Jean Valjean es un pelotudo

“Rosebud es un trineo. Si la película es clásica no hay spoilers, 
lo que hay son giles que no la vieron.”

Nelson Mandela

Jean Valjean para mí siempre fue un pelotudo. Pero antes de justificar mi falta de empatía con el pobre reo de Los Miserables, creo necesario contarles mi relación con un subgénero cinematográfico que me apasiona: las películas de fuga. 

Hay escapes de campos de prisioneros, de países con regímenes totalitarios, de secuestros por parte de maníacos depravados, de sectas religiosas, de hordas de monstruos o extraterrestres, de la furia de la naturaleza y, tal vez el más revisitado en el séptimo arte, el escape de cárceles. Mi preferido. 

Recuerdo el impacto profundo que tuvo en mí ver por primera vez Escape de Alcatraz con Clint Eastwood en la piel del convicto Frank Morris a mis siete u ocho años. Hasta aquel entonces no había vivido jamás la palpitación que provoca el suspenso. ¿Llegarán a darse cuenta los guardias de que esos presos que duermen plácidos son en realidad cabecitas de papel maché, embadurnadas con pelos levantados de la peluquería de la prisión? ¿Tendrán tiempo los presidiarios liderados por Morris para volver a sus celdas sin ser descubiertos, luego de planear noche tras noche su escape a través de las recámaras de cañerías? ¿Esa balsa hecha con remiendos de pilotos para la lluvia soportará los embates de la Bahía de San Francisco? Nunca la TV me había hecho sufrir tanto por nadie como por esos valientes, ni desear con tanto fervor por su éxito. Ya en posteriores rewatchs durante la vida adulta, descubrí los distintos niveles de la trama, como ser el de la huida de los reclusos no solo de la cárcel, sino también de su pasado y sus propios demonios. Esa dualidad resulta superadora frente a la de otro tipo de fugas, como ser las de volcanes en erupción o zombies en persecución, donde el protagonista suele ser indudablemente víctima y héroe, pero a la vez previsible y monodimensional. Como si acaso faltase algo para acrecentar mi devoción por Escape de Alcatraz, fue reconocer, en una ocasión reciente, que el papel del director carcelario era interpretado por Patrick McGoohan, el actor que, ya de más viejo, hace del rey Zanquilargo en Corazón Valiente. No encuentro otro villano que me haga reír a carcajadas como ese déspota monarca inglés, en un rol que se supone serio. Por el contrario, en su performance en la inexpugnable penitenciaría de “La Roca”, impone autoridad, severidad justa y respeto genuino. Una némesis a la altura del protagonista.  

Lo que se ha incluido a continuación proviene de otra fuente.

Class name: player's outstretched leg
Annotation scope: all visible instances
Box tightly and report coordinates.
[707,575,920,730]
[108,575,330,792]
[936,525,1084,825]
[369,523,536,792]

La admiración que siento por Frank Morris y su banda de criminales se encuentra en las antípodas del desprecio que me produce Jean Valjean. 

Jean Valjean para mí siempre fue un pelotudo.

Jean Valjean es un pelotudo. Lo único que le faltaba era meterse algo en el culo como Papillón. 

Jean Valjean es el más grande de los pelotudos, por comerse diecinueve años de encierro por robar un pan. Esto es lo que pensaba hasta aprender que hay una pulsión más poderosa que el hambre para conducir a una persona a tomar una decisión que termine llevándola al confinamiento: el propio ego. 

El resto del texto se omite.